Mansa is a 1.4B parameter ASR model optimized for African languages, offering high transcription accuracy and low-latency performance. Some of the key features are:
  • African named entity recognition in English contexts
  • Custom spelling guidance for names and specialized terms.
  • Sentence or Word-level timestamps for audio up to 30 minutes (25MB)
Before you can try out our new model, you need to make sure that you’re using the latest version of our SDK.

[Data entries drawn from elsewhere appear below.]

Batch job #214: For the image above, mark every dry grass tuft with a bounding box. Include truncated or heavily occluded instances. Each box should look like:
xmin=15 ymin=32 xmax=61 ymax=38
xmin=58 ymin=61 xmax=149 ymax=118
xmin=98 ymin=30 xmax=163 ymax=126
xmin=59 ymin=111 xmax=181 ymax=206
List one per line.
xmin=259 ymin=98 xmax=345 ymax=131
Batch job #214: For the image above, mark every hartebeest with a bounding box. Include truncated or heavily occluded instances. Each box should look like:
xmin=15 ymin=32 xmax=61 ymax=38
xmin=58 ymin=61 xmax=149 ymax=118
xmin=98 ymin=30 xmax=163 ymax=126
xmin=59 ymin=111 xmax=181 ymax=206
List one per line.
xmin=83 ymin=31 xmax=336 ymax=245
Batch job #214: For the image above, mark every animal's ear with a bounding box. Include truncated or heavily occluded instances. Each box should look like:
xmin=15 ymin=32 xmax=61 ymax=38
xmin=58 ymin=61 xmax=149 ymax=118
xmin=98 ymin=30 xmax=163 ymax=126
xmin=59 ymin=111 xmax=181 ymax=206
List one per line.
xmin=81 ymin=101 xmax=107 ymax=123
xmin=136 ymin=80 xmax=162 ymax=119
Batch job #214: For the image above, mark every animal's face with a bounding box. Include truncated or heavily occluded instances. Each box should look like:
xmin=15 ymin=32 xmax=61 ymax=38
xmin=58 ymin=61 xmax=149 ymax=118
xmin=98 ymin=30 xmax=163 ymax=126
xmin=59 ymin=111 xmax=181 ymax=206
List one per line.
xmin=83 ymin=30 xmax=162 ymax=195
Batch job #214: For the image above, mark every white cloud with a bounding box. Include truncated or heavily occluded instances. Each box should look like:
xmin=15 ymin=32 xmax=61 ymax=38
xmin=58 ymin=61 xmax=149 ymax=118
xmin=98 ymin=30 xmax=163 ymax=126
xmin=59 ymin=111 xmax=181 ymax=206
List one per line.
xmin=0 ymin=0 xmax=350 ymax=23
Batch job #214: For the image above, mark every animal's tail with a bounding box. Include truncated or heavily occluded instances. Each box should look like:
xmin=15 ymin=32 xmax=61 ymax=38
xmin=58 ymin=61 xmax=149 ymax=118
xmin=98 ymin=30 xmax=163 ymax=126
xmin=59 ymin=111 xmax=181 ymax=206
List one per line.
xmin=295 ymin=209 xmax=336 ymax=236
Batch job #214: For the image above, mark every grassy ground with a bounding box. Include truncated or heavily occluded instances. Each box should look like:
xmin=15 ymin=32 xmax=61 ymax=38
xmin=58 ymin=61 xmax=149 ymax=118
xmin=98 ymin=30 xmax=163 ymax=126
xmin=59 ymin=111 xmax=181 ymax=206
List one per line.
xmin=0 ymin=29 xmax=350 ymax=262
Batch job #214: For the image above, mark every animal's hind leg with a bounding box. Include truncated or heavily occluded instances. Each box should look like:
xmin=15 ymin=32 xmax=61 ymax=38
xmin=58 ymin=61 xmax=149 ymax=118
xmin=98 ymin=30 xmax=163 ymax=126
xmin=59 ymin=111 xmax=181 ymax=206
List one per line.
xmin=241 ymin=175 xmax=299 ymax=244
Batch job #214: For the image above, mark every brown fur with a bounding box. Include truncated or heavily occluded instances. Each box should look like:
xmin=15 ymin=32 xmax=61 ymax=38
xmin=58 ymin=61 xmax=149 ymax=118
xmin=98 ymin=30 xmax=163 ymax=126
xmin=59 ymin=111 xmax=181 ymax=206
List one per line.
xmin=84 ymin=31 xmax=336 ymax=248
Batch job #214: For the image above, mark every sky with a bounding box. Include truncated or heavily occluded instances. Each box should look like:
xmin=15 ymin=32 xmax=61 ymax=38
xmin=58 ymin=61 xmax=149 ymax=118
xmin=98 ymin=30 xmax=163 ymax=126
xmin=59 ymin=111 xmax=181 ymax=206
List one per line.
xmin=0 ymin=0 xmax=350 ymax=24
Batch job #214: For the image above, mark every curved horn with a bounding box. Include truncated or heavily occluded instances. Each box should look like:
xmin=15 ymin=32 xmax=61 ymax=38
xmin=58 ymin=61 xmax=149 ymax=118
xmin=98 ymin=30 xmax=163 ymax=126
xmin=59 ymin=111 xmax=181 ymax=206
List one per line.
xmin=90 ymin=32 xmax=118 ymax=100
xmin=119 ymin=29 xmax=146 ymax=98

pip install spitch>=1.34.0
Ready to give it a spin? Use the code sample below to get started.
from spitch import Spitch
client = Spitch(api_key="YOUR-API-KEY")

response = client.speech.transcribe(
    content=open("YOUR-AUDIO-FILE", "rb"), 
    language="en", 
    model="mansa_v1",
	timestamps="sentence",#Choose either sentence-level transcriptions or word-level transcriptions
	special_words=["Spitch"] # Add your special words here
)
The sample response format is:
SpeechTranscribeResponse(
    request_id="35580dcf-xxxx-4666-8d75-xxxxxxxxxx",
    text=(
        "I'm having some power issues, I won't be available for a bit. "
        "All right. Please let me know when you are back."
    ),
    timestamps=[
        Timestamp(
            start=1.20,
            end=4.64,
            text="I'm having some power issues, I won't be available for a bit."
        ),
        Timestamp(
            start=5.80,
            end=6.72,
            text="All right."
        ),
        Timestamp(
            start=8.08,
            end=9.92,
            text="Please let me know when you are back."
        ),
    ]
)
You can index into this response to fetch specific parameters like text or timestamps.
Mansa.v1 currently supports only English language. Additional language support will be available in upcoming releases.
model
string
“mansa_v1”
timestamp
string
“sentence”, “word”, “none”
special_words
comma separated list
You can use special_words to guide Mansa’s Named Entity Recognition. By entering in a list of entity strings, Mansa will accurately recognize and transcribe those terms in your audio.